From Linkage to GWAS: The Evolution of Genetic Variant Association in Clinical Diagnostics

The history of genetic variant association and its use as a diagnostic tool in the clinic has evolved significantly over the years. Early efforts focused on linkage analysis in multiplex pedigrees to identify high-penetrance variants responsible for Mendelian diseases. However, this approach was largely unsuccessful for common, later-onset traits with complex multifactorial etiologies, such as asthma, diabetes, and depression. The shift towards association-based methods and the advent of genome-wide association studies (GWAS) marked a turning point in the field. The HapMap Consortium's characterization of genome-wide patterns of genomic variation and the development of massively parallel genotyping arrays enabled genome-wide surveys of association, leading to the discovery of robust associations across a range of diseases.

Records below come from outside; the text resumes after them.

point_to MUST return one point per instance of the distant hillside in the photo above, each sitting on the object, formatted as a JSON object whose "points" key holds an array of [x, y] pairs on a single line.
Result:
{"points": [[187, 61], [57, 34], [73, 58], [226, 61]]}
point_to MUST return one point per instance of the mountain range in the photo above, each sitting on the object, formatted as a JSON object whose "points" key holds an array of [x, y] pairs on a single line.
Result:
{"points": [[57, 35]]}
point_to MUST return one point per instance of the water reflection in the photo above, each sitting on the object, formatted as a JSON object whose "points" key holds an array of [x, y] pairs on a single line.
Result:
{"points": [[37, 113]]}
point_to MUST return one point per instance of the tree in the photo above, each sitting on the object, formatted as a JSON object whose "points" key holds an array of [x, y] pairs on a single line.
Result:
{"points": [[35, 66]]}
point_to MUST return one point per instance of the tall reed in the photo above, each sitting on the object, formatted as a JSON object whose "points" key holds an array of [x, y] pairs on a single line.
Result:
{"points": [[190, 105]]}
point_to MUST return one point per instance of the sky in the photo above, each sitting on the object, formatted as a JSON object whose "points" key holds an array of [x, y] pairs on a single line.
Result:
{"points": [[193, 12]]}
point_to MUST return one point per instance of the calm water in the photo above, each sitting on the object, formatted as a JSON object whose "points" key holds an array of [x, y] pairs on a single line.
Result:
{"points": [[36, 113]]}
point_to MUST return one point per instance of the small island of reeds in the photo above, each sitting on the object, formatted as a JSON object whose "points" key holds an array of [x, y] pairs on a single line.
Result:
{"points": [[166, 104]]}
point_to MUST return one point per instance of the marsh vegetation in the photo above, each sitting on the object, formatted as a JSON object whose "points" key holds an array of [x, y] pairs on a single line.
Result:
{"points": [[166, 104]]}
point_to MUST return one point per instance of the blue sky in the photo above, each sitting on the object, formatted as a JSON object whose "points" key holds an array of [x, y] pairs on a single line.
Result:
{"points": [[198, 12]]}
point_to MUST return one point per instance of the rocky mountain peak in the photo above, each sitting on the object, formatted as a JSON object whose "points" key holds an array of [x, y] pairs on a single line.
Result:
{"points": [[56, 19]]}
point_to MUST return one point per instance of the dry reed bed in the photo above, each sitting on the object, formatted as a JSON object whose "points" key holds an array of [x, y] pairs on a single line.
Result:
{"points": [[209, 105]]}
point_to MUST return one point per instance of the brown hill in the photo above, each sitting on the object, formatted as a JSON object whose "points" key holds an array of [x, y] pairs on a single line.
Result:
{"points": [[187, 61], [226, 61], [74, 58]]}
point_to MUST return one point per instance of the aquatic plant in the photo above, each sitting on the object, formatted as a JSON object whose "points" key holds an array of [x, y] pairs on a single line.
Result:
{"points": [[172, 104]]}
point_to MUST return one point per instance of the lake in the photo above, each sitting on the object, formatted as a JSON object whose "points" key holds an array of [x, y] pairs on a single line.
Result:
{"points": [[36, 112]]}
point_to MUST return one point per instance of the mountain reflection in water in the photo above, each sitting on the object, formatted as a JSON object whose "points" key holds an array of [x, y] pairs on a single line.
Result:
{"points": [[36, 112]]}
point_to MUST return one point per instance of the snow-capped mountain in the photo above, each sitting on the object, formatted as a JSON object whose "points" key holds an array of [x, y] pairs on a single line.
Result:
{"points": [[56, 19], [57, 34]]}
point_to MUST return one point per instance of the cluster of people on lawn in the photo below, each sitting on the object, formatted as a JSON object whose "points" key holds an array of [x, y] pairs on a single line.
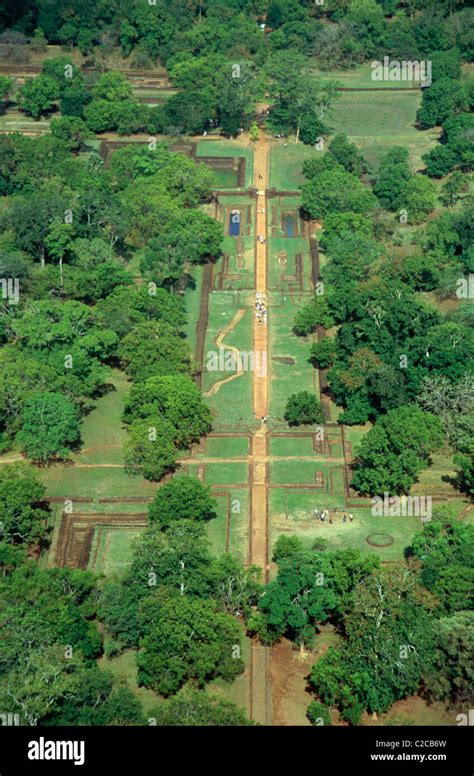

The first GWAS, conducted in the mid-2000s, uncovered common variants with subtle effects on disease risk. Subsequent efforts expanded the size of studies, used denser genotyping arrays, and applied novel strategies for imputation, leading to the identification of tens of thousands of robust associations. The advent of exome and whole-genome sequencing extended discovery to low-frequency and rare alleles previously inaccessible to GWAS.

Clinical translation of these findings has been facilitated by the development of information resources such as ClinVar and ClinGen, which provide clinically interpreted variants, and databases like ExAC and gnomAD, which catalog genetic variation across populations. These resources have helped reduce the contamination of databases with variants erroneously interpreted as causal for disease and have improved the recognition of the variable penetrance of many 'monogenic' disease alleles.

Despite the progress, challenges remain in establishing the causal role of individual variants within genes and in resolving the penetrance of variants with established causality. Aggregation of sequencing data and the development of functional assays are key to addressing these challenges. Additionally, extending GWAS and sequencing studies to diverse populations is crucial for uncovering novel risk alleles and understanding the genetic basis of common diseases across different population groups.

Reference:

Claussnitzer, M., Cho, J. H., Collins, R., Cox, N. J., Dermitzakis, E. T., Hurles, M. E., ... & McCarthy, M. I. (2020). A brief history of human disease genetics. Nature, 577(7789), 179-189.